What I have been trying to convey is the fact that the enviroment you create around your plants (temp air light water humidity air for roots etc.) has infinately more influence on your ultimate results than the composition of your fertilizer. For instance, If you planted 2 identical orchids, using the same p/mix, one in a pot and one in a basket, used a low K feed in the pot and ''regular'' feed for the other, which plant would perform better?
The same goes for air, water, heat etc etc. Thats all I'm trying to say. Why do we go to so much effort and expence to create the right enviroment?
Because we are trying to replictate NATURE( Lance::wink
Mike
I completely agree with you about the importance of the environment. :clap: Without the right environment (light, temp, water, air, ect) no fertilizer will help.
But of all of the environmental factors, nutrition is the one we know the least about and is the most difficult to replicate. No human can replicate the exact fertilizer program Nature uses. All of the other environmental factors can be easily controlled with machines and tools because they are something that exists outside of the plant in the area that we can control with a switch. Nutrients on the other hand are used internally by the plant in secret and we can not control how that is done nor even really understand how each species does it differently.
When it comes to trying to replicate Nature all you say is true but I don't agree that we need to stop at the point that we "think" we have mimicked Nature. Nature has a collection of plants that it cares for. In any given hectare of a tropical rainforest how many species are living there all under the same exact conditions? To care for all the different species Nature has developed an "average" system to apply it's care. Under the average care plant all the species present have enough of what they need to survive.

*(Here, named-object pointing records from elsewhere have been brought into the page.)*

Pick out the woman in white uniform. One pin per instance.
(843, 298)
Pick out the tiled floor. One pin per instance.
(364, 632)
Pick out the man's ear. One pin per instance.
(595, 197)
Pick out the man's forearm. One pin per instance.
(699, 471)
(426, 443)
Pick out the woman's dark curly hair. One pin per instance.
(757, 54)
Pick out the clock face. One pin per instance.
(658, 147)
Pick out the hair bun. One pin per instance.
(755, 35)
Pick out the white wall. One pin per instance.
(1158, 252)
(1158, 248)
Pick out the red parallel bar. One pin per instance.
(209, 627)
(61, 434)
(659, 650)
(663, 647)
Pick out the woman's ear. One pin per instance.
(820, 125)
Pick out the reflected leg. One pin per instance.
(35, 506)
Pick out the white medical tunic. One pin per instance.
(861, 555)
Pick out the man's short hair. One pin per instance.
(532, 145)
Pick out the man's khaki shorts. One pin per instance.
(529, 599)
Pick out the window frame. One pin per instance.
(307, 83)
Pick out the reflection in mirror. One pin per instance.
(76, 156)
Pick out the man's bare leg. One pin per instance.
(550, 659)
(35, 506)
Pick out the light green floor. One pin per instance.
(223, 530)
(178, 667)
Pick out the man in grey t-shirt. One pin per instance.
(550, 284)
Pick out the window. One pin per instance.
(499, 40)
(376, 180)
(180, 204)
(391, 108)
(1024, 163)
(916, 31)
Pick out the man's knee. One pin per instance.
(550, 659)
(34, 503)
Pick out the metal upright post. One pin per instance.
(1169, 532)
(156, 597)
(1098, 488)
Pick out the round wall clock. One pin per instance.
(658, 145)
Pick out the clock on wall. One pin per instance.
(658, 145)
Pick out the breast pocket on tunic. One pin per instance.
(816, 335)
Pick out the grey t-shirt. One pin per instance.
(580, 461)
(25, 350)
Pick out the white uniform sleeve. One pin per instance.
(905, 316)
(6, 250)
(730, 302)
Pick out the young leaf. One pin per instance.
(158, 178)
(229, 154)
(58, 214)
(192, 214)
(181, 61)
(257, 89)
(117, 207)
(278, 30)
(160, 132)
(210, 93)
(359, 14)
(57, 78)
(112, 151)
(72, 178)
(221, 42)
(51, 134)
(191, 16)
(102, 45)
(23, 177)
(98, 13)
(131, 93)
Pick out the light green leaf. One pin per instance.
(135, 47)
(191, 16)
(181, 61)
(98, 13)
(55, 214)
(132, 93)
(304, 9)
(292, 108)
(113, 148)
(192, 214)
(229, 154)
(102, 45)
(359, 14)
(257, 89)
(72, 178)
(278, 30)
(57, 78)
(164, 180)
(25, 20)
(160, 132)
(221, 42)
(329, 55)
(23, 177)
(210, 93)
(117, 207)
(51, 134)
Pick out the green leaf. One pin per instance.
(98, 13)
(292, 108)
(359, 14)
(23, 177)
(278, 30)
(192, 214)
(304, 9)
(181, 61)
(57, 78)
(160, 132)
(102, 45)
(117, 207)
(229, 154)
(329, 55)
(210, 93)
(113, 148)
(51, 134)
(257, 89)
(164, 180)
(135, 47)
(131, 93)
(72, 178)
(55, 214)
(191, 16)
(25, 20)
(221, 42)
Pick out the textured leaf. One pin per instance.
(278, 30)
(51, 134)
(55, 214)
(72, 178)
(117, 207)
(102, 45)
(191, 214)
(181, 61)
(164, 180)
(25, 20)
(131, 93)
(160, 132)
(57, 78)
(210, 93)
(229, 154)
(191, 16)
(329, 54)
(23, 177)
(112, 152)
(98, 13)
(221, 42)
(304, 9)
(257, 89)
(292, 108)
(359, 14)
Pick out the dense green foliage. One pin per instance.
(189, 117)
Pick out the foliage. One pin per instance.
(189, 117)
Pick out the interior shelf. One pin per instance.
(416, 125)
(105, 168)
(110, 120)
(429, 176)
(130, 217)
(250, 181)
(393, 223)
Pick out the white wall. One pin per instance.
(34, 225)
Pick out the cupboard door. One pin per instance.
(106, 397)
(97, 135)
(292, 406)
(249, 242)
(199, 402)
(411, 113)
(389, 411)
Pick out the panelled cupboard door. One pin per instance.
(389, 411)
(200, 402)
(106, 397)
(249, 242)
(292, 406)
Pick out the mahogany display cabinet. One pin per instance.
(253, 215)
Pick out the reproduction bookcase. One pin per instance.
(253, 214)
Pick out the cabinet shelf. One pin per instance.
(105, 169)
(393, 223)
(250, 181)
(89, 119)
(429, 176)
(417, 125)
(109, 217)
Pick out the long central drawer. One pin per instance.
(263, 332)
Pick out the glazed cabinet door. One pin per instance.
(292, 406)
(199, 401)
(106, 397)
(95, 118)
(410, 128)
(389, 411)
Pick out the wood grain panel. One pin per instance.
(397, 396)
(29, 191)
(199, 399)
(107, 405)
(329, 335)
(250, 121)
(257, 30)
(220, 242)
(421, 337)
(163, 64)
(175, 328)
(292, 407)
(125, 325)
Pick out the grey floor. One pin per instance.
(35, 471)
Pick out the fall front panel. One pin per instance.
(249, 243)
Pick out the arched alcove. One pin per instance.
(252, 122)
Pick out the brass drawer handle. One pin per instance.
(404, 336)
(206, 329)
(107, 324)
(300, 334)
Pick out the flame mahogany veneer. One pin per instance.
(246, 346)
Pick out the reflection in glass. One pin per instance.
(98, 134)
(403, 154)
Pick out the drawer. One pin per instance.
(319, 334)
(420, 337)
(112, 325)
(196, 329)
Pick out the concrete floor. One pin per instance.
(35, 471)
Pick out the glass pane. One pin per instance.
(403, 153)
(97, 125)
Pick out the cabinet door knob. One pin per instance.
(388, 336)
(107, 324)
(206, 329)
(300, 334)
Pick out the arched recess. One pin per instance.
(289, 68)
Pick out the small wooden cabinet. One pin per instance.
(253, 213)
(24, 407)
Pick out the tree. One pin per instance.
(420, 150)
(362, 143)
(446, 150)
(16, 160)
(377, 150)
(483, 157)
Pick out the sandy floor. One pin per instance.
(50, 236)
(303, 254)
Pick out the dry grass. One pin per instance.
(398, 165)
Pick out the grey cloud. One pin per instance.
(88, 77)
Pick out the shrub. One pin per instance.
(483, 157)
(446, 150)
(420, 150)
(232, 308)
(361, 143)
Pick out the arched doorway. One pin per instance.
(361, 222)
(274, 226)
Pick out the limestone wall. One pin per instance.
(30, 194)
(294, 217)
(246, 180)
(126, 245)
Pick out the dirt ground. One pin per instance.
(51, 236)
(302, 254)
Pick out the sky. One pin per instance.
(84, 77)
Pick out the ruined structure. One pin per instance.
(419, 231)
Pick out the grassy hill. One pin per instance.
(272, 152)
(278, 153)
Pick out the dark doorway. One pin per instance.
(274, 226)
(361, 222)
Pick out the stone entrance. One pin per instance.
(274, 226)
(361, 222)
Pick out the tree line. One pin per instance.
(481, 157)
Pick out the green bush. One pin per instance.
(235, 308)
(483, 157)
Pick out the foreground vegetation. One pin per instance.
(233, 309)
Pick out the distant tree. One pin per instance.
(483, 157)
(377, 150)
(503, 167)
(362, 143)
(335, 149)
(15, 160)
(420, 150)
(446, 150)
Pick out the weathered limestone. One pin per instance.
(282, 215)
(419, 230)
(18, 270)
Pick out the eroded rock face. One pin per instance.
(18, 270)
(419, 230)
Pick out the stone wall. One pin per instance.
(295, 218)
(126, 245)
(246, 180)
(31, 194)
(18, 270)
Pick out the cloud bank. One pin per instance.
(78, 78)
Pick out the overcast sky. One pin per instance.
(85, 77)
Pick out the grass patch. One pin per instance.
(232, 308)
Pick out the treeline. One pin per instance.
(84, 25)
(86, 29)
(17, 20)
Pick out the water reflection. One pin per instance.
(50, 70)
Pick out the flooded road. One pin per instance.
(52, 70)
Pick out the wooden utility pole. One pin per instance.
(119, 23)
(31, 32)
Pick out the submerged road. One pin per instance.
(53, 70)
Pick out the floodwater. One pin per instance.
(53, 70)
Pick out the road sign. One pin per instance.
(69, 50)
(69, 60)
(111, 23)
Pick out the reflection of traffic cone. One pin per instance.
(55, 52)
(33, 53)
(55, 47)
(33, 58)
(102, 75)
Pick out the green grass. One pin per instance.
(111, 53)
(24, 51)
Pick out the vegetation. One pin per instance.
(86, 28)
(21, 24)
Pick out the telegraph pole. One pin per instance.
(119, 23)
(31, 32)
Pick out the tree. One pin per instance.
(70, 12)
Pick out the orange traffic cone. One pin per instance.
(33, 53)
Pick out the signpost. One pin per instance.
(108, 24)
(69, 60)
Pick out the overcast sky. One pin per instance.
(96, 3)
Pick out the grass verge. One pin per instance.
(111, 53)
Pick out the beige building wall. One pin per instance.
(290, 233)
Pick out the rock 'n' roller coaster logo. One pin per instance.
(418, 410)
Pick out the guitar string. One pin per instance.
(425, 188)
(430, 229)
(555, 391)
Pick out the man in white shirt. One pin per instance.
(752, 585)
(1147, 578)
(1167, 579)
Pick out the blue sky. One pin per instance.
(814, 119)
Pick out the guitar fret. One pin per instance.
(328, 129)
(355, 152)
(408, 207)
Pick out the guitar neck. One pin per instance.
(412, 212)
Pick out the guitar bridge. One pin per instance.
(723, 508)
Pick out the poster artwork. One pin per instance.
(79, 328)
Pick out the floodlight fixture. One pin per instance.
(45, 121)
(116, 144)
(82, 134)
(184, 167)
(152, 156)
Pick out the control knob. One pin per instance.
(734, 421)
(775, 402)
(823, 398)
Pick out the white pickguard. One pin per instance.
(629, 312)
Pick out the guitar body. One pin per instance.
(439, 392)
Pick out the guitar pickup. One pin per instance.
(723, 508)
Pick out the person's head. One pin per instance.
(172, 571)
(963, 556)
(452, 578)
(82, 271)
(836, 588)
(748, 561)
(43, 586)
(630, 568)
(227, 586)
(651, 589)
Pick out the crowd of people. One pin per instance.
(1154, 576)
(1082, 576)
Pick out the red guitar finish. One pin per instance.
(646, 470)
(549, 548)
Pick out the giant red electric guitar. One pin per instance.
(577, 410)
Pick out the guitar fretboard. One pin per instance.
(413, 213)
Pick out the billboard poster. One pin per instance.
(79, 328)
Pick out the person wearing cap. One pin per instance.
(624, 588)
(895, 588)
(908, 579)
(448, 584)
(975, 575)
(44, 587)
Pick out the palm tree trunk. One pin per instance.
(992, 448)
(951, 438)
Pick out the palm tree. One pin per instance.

When we take a couple dozen similar species and put them into a captive environment we suddenly have the option to IMPROVE on Natures
average system for those specific species.
In our captive environment we can increase the Nitrogen supply and the orchids will grow big and fat. But at the same time the moss dies off because it can't tolerate the amount of nitrogen an orchid can. Do we really care about the moss? No, we care more about what the orchid looks like so we choose to "improve" on Natures supply of nitrogen where only the orchid is our concern. Nature has to be careful to care equally for all species in it's collection. We do not have to care about the moss if what we really want is a big beautiful plant with 1000 flowers to makes us smile. On the other hand if moss make a person smile who cares if the orchid plant blooms of not?
In my above examples I mentioned orchids and moss as the two main species. BUT there is also another that concerns us, that is micro organisms. Fungi, bacteria, virus are all species that Nature must think about when it cares for it's collection. In our captive environment these species are generally not welcome so we must "improve" on Natures average methods.
That is what I'm talking about when I say we need to strive to improve on Nature rather than replicate it.
Nature is not perfect, if she were we would not be communicating on the world wide web we would be wiping web off of our faces.